EDITORIAL
Saddam and al-Qaida: Just a passing fancy?
The 9/11 commission last week released reports of its preliminary findings on al-Qaida, the 9/11 plot and the U.S. air defenses that were scrambled to meet the threat.
The commission has also concluded that there is no evidence that al-Qaida received direct financial aid from Saudi Arabia or its top officials.
With little time between release of each key document, there was a flurry of fascinating tidbits from each, but so far not enough cogent analysis to leave us much wiser.
But it's clear the commission is doing a good job of adding new information to the dialogue, as well as more usefully organizing existing data.
It's troubling to learn that the Sept. 11 attack was initially intended to be even more ambitious, involving 10 planes and targets on both coasts. In making public what key al-Qaida detainees have been spilling to their interrogators, we learn of frictions among the plotters and signs of indecision along the way.
It's more than troubling to learn of the unpreparedness and disarray that met the 9/11 attacks.
An indication of the chaos: President Bush and Vice President Dick Cheney didn't have enough information to authorize U.S. fighter pilots to shoot down the hijacked jetliners until after the last one had already crashed.
The most frustrating finding by the commission is its assessment of dealings between al-Qaida and the Saddam regime in Iraq. Said the report: "We have no credible evidence that Iraq and al-Qaida co-operated on attacks against the United States."
The commission did acknowledge that meetings had taken place between Iraqi intelligence officers and al-Qaida operatives in the 1990s, but said there was no evidence it led to a working relationship.
Indeed, the commission found indications that Iraq at times failed to respond to al-Qaida feelers during this time.
Cheney, meanwhile, continues to claim there were "long-established ties" between the two. And President Bush last week said the report bears out what he's been saying all along: "there was a relationship" between them.
"This administration never said that the 9/11 attacks were orchestrated between Saddam and al-Qaida," said Bush. "We did say there were numerous contacts" between them.

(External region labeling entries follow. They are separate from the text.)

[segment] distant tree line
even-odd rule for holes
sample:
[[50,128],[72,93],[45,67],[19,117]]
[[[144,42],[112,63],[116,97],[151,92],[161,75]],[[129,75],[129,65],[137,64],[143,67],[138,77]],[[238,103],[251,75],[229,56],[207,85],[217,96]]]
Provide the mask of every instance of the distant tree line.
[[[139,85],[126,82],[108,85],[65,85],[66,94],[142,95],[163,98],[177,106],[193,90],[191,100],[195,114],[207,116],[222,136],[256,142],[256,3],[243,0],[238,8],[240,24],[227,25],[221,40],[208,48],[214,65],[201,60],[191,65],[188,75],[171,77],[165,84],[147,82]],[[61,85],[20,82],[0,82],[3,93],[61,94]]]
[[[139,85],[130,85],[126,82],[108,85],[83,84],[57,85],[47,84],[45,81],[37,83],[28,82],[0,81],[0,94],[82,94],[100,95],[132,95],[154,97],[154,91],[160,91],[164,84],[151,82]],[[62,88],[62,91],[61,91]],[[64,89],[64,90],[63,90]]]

The administration's rhetoric hasn't always observed this nuance carefully. A plurality of Americans still believe Saddam plotted the Sept. 11 attacks, and they didn't dream up that idea on their own.
For Bush, it appears the fact that Iraq had a record of using terrorist techniques as well as contacts with al-Qaida was evidence enough that Iraq might be plotting the next 9/11, and thus a cause for war.
Americans can look forward to release of the full commission report this summer to help them decide whether Bush was justified in making war on Iraq, and whether that has made us safer.